El movimiento de los ojos. Concentrarme en un punto lo suficientemente apartado para considerarlo una meta, pero no tan lejano como para tener que forzar la vista. Las cosas más interesantes entre ese punto y donde estoy ubicado ahora, al inicio de un puente, por ejemplo, serán vistas de modo indirecto. Es importante trabajar el campo de vigilancia. Aprender a seleccionar lo que se observa en el camino. Apartar lo efímero mientras lo efímero va a nuestro encuentro.

El paisaje influye en el caminar. No es igual la calma del cementerio que la calma a orillas del mar, con los pies desnudos destruyendo conchas minúsculas.

De camino a casa escucho las suelas de los zapatos soportando mi peso, las piernas rozándose entre sí, ese crujido vago del vaquero o de la hebilla del cinturón. Cada espiración devuelve un aire sucio y delicado. Pienso en diferentes texturas del terreno: tierra de parque infantil, hierba prohibida y recién cortada, la resbaladiza entrada al suburbano, una montaña de nieve apilada en el arcén. Pero no hay tal nieve. Lo único que permanece en blanco es la pared de mi piso. Durante años me he quejado de que siempre caigo en la tentación de dejar las cosas a medias. Ahora veo que también puedo dejar las cosas antes de empezar.

Lo difícil no es caminar, sino luchar con la idea de que el paseo, por sí solo, no ayuda.

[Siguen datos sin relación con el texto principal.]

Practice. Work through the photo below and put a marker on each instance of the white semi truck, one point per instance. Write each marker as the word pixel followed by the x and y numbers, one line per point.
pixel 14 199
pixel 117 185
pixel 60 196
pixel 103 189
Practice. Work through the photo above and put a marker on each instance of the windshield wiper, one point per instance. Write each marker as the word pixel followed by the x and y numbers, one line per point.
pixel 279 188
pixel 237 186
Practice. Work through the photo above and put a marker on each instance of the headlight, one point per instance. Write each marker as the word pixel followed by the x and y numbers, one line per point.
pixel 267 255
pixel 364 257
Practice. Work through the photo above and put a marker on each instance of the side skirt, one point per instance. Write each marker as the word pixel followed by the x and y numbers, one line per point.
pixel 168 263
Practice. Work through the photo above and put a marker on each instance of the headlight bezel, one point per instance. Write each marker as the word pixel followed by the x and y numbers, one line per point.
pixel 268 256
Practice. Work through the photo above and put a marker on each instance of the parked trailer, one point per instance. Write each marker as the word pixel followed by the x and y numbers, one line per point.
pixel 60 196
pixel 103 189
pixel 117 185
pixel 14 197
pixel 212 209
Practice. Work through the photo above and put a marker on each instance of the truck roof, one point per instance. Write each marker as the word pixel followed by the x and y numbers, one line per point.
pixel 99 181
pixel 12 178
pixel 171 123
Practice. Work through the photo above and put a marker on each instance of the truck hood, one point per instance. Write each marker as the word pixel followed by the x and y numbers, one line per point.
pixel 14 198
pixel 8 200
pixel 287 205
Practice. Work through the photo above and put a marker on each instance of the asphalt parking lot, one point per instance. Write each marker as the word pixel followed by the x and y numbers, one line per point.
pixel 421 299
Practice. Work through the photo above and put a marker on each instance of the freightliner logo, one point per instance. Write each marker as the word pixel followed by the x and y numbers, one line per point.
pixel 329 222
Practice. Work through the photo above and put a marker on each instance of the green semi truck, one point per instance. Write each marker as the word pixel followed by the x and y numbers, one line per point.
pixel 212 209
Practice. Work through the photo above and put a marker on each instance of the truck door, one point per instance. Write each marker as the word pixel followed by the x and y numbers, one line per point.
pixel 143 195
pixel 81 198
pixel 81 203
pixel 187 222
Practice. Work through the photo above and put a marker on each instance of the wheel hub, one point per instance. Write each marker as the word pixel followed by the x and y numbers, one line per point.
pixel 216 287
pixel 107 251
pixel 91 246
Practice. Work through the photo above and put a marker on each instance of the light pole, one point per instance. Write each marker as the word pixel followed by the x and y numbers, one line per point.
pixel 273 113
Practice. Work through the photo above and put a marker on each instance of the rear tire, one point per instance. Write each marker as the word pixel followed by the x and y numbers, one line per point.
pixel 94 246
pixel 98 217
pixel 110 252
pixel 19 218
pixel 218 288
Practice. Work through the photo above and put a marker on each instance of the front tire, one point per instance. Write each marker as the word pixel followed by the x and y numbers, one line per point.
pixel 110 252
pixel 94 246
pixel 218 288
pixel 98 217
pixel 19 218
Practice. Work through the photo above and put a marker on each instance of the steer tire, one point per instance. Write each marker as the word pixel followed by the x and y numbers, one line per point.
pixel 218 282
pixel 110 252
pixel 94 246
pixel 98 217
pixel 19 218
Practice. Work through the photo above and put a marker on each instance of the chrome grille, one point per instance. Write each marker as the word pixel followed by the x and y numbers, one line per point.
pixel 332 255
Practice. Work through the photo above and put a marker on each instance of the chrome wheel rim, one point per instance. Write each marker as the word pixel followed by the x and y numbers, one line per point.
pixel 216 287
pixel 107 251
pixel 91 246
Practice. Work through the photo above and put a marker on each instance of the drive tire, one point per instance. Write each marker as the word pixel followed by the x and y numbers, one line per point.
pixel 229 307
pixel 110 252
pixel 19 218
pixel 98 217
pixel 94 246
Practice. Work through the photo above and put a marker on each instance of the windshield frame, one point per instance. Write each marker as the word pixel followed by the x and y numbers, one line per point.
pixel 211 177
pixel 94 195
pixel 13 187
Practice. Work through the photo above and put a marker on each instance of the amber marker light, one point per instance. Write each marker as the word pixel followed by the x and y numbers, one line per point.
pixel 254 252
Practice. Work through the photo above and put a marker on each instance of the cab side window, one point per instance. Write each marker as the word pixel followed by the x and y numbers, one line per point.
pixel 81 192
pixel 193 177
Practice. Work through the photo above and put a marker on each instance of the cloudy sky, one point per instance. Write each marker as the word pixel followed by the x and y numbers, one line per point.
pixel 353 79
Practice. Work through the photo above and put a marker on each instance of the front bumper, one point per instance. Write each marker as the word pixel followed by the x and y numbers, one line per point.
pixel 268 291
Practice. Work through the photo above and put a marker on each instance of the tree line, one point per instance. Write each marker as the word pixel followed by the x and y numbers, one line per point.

La pared que tengo delante me sirvió en ocasiones para tener una idea aproximada de la hora del día, según se iban desplazando hacia la izquierda las agujas de luz solar. Apoyo la mano en la superficie plagada de rugosidades. El contacto con las estribaciones y protuberancias del muro activa recuerdos e inventivas: una huella dejada por un pulgar cubierto de carbón, la herida poco profunda que dejó un mueble al ser desplazado, o la afilada línea de sombra de una zapatilla de deporte. Azabaches, pardos, ocres y sienas. En aquel lugar me apoyé para rascarme la espalda. Arriba, cerca del techo alto, quise practicar un agujero para colgar un cuadro. Al descubrir el agujero del salón pensé que el anterior inquilino había cometido el mismo error que yo tratando de agujerear un muro de carga, y que el cuadro tenía la función de cubrir el desastre. Pero no es este un agujero provocado, no es como el que haría yo.